A ‘RIPPER’ Project: advancing rural inter-professional health education at the University of Tasmania
Citation: Whelan JJ, Spencer JF, Rooney K. A ‘RIPPER’ Project: advancing rural inter-professional health education at the University of Tasmania. Rural and Remote Health (Internet) 2008; 8: 1017. Available: http://www.rrh.org.au/articles/subviewnew.asp?ArticleID=1017 (Accessed 30 June 2016)
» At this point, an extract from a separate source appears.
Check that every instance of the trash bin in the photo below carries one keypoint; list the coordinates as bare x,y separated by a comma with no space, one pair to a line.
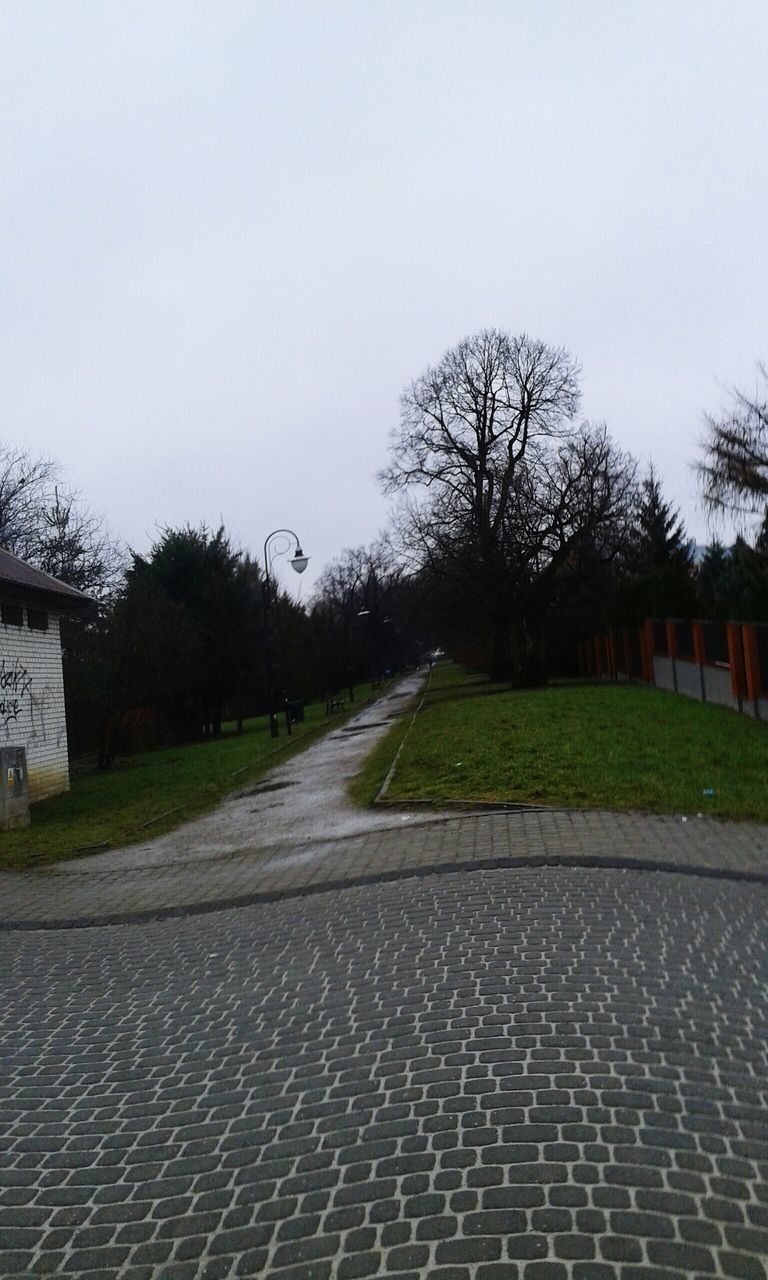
14,790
Introduction: Attending to the shortage and sustainability of health care professionals and resources in rural areas in Australia is a continuing challenge. In response, there is a heightened focus on new models of healthcare delivery and collaboration that optimise the quality of patient care, respond to complex health needs and increase professional job satisfaction. Interprofessional rural health education within universities has been proposed as one way of addressing these challenges. Background and Objective: This article reports on the development, design, implementation and evaluation of the RIPPER initiative (Rural Interprofessional Program Education Retreat). RIPPER is an interprofessional rural health education initiative developed by a team at the University of Tasmania’s Faculty of Health Science. The objective of the program was to develop a rural interprofessional learning module for final year undergraduate health science students at the University of Tasmania. The program was first piloted in a rural Tasmanian community in 2006, with a second iteration in 2007. Participants in the program included approximately 60 students from the disciplines of Medicine, Nursing and Pharmacy.
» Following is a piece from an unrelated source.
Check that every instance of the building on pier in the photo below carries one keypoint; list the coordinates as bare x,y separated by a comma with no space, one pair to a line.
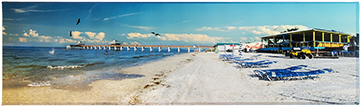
326,40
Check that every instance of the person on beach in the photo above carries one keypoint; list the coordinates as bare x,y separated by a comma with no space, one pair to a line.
345,47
Method: The format and educational design of the RIPPER program was focussed on a multi-station learning circuit using interprofessional case-based scenarios. Each learning station employed experiential and interactive educational strategies that included high and low fidelity simulation, role play and reflection. The learning stations required students to work collaboratively in small interprofessional teams to respond to a series of rural emergency healthcare scenarios.
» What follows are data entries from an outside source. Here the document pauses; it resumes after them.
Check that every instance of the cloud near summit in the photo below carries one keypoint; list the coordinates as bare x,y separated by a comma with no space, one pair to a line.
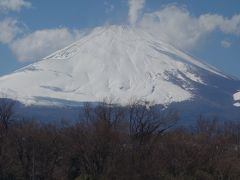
176,25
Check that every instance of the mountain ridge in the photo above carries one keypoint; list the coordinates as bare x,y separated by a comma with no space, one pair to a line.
116,62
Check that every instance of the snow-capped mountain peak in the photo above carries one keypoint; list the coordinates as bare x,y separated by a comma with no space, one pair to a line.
116,62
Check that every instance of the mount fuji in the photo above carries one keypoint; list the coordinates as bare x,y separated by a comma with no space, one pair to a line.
123,64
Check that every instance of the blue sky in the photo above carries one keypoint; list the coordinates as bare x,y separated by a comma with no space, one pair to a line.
208,30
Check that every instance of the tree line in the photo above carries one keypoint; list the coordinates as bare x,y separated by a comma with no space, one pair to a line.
114,143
Results: Qualitative and quantitative evaluation data was collected from student participants over two years utilising a pre- and post-test quasi experimental design. Results demonstrated a positive shift in students’ understanding of interprofessional practice and the roles and skills of other health professions. There was also an increase in the value ascribed by students to collaboration and team work as a way of problem solving and improving patient outcomes.
Conclusion: The project evaluation indicated the importance of developing a sustainable and embedded interprofessional rural module within the undergraduate health science curriculum. The project evaluation findings also point to some of the strengths and limitations of implementing interprofessional education activities in a rural setting.
Key words: interprofessional health education, interprofessional practice, rural health, rural health education.